Lo spazio pubblico e la memoria storica
Esiste insomma il rischio di scivolare nell’ignoranza, e anche il timore che prendersela con una statua sia una scorciatoia che non risolve i nodi delle questioni scottanti. E che, non affrontando questi con la dovuta consapevolezza dalla comunità tutta, al posto delle statue rimosse appaiano presto tanti Commendatori del Don Giovanni, convitati di pietra (e di carne) a trascinarci verso l’inferno della storia dimenticata.

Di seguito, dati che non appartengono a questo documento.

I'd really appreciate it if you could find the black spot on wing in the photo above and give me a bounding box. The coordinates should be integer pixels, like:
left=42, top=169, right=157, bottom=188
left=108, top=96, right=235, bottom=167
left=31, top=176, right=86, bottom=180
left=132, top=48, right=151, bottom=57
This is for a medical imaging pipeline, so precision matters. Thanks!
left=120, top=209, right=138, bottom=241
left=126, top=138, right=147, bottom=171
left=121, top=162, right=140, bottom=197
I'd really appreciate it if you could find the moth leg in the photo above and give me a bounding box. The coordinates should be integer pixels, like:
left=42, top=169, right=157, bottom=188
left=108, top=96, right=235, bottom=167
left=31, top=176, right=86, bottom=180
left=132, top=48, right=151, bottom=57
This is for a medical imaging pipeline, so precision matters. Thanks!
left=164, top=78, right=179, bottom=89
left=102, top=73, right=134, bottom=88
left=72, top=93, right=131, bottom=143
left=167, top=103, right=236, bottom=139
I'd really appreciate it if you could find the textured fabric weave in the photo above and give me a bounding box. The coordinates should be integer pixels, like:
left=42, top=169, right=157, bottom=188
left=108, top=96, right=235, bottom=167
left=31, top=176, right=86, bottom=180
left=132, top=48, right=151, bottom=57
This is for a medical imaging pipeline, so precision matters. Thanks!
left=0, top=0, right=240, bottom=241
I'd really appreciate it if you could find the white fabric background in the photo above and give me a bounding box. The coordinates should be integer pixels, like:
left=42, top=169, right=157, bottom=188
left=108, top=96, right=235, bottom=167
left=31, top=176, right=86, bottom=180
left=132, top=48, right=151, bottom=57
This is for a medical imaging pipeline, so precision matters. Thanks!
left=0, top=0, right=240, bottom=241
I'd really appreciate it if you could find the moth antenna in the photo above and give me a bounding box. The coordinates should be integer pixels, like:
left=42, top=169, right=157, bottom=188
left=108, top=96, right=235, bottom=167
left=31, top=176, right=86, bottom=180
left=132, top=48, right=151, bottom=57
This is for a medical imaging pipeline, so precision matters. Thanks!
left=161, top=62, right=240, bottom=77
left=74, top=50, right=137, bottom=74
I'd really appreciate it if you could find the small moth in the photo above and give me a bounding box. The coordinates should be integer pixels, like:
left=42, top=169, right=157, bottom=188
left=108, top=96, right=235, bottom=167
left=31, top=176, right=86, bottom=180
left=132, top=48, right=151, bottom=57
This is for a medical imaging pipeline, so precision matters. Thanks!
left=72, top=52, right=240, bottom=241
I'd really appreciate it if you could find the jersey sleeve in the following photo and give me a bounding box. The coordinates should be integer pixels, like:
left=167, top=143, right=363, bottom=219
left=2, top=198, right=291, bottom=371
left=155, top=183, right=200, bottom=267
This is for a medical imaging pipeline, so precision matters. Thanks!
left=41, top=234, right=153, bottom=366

Per questo, bisognerebbe separare l’evoluzione dello spazio pubblico dalla coltivazione della memoria: e non distruggere le statue ma conservarle nei musei, perché la loro elevazione racconta un pezzo di storia, e anche quando ci ripugna dobbiamo avere il coraggio di esporlo se vogliamo continuare a comprenderlo.
Rispettata tale condizione, ognuno si faccia pure il suo spoil system.